I feel up to the challenge, and I hope I don't let myself down.
At least I'm working in line with my goals to go into Communications.
Though my first love would still be journalism, i guess i wouldn't wanna study it.
get what i mean?
i need a career that i can satisfy myself with. Journalism can be a hobby.
oh well.
and... F&B will be my first platform. because it is where i know i can definitely excel in. it is where i know i have the knowledge and expertise in. one step at a time. in terms of life and career, i'm still very young and tender.
and my assistants? Sherry and DreY!
haha...
PR is gonna be a freaking havoc department.
happening sia
haha...
i hope we'll work well together with passion and commitment. The exact same ingredients needed to succeed in the F&B industry.
i've thought of our directions and goals already so it's a good start i guess.
i want to turn back time.
i want to forget the present.
i wanna un-do all the happiness i've caused myself and others.
i wanna un-do everything i've done to hurt myself and my loved ones.
will i ever get a chance?
if i do, will i take it?
i wanna go on a long long holiday.
alone and peacefully.
i think i lost myself somewhere along the past 3 years...
i need to search for the true me.
i wanna travel to places like Eqypt, New Zealand, Australia, Switzerland, Italy, France, etc...
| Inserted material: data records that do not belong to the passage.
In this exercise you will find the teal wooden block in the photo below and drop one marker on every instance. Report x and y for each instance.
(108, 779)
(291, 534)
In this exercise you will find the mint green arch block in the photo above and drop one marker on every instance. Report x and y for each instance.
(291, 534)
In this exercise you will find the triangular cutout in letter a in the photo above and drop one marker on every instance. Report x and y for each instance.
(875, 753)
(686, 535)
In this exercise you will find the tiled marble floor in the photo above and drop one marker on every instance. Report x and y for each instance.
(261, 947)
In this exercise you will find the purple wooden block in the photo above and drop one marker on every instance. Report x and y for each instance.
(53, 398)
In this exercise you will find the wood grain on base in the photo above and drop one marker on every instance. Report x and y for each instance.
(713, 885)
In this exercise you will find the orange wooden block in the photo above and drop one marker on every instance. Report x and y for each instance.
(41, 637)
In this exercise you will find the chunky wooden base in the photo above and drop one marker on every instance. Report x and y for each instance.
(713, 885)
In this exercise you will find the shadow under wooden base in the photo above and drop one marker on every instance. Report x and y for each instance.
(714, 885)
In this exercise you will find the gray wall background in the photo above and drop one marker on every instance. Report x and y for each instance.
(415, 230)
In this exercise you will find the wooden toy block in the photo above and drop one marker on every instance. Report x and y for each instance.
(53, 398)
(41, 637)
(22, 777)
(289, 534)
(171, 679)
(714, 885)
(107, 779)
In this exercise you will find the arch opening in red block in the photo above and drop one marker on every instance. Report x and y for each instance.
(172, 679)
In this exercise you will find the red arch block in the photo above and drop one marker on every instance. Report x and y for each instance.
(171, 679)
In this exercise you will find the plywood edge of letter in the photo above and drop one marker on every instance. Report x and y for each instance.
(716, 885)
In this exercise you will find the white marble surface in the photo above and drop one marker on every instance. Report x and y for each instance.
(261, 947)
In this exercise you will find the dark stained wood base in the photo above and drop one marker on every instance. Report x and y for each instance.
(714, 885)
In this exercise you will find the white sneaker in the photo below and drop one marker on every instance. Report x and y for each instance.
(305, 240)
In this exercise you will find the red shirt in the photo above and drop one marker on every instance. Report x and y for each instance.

i need a sponsor who's willing to gimme the money but at the same time dont want to travel with me.
hahaha...
like so impossible.
Walking in Zara with its winter collection,
i dream of a white christmas in somewhere like Japan or London.
it's been a long time since i first had this dream.
and i still have it.
it burns within me and its like a flame that grows bigger and stronger as the years pass by.
now i need to go sleep early.
cos tmw early morning have to go SIR building with granny...
probably gonna need a sleeping pill but yeah...
good night all...
'fallen_angel'
8:15 PM
Tuesday, October 03, 2006
i realised once again today that drinking doesnt solve a thing.
it only succeeds in giving me a champion hangover and brings me tears.
i walked away because it's all i could do then.
i knew i'd lose all my courage if i turned back.
it hurt so bloody much to walk away...
but i had to.
i love you so... and hence i'm letting you go.
you want it, we'll do it. your way.
good night.
i'm going to bed to nurse the head and the heart.